Working in the winery is different. It’s not necessarily the restaurant experience; I don’t work restaurant hours. I have a lot more duties that basically involve me preserving the farm — a lot of canning, because we don’t do a lot of production in the winter. It’s really hard to be prepared for any experience. It’s a culmination of a lot of my years cooking abroad, cooking in a big city, cooking in a rural environment — all of that, the culmination of that, really prepared me.

Obviously this was a particularly strange time to be competing on a restaurant-centric cooking show, especially in Portland which was grappling with the wildfires; how did it feel to be participating in a show like this during such a challenging year for the industry and this part of the country?

I think there was definitely a part of me that felt a little guilty. I felt guilty at the beginning of the pandemic. I had gotten out of restaurants and went into wine country. I did it at the right time, and I had a lot of guilt. I had been working in restaurants for 15 years, and seeing my friends struggling or completely out of work was really, really hard. So I did things like the cooking classes for ChefsFeed and donating the proceeds to Family Meal. It was right after that that the casting person from Top Chef reached out. I wanted the potential to have a platform to do this kind of… not charity work, but to give back. Especially to work with food in a different capacity that gives back to the environment and the world in general.

I know that Top Chef filmed in the Willamette Valley and in Portland proper; you’re familiar with both. Did that feel like an advantage to you?

Honestly, I don’t really think it was an advantage. I’ve only been in Oregon for three years, and I had a year and a half in Portland proper, a year and a half in the Willamette Valley. I didn’t grow up here, so a lot of the things we did and saw in the show were new to me too. It was like, “Wow this is so cool!” It was so new to me, and for a very long time I kept my head down. Being able to see a lot of more of not just Portland but Oregon was spectacular.

In a competition like Top Chef, a lot of the competition is just yourself. I didn’t have an advantage because I’m incredibly self-deprecating. That was one of my takeaways: I am so hard on myself, I beat myself up on a daily basis, and I’m working so hard now not to do that.

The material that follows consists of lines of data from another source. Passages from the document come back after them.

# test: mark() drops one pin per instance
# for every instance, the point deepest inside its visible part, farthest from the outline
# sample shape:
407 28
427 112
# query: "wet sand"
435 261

It was ever-present to me, this larger-than-life experience that provided a little clarity. I realized, “Man, I’ve been mean to myself for such a long time.”

What really surprised you about appearing on a show like this? What caught you off-guard?

When I thought about going on Top Chef, my biggest worry was, “I just don’t want to put out a dish that’s so terrible that it’s embarrassing.” I didn’t really think about the friendships I would make, and I was 100 percent that person who ended up going “I’m going to miss all my friends.” I kept my head down for so long, I don’t have a huge friend circle, but I’m definitely less shy now. I didn’t realize i was going to have a huge friend circle now — Not just other competitors, but the crew. We text, we talk on the phone, it’s a crazy thing for me.

What was your main takeaway from your time on the show?

I am extremely competitive, much more competitive than I thought that I was. I was just so proud of myself toward the end, just doing it and not thinking about it. What you see is me. I’d never done TV before, I was just authentically me, that’s the only person I know how to be. I just love myself a lot more because of that.

Top Chef Portland airs April 1 at 8 p.m. on Bravo.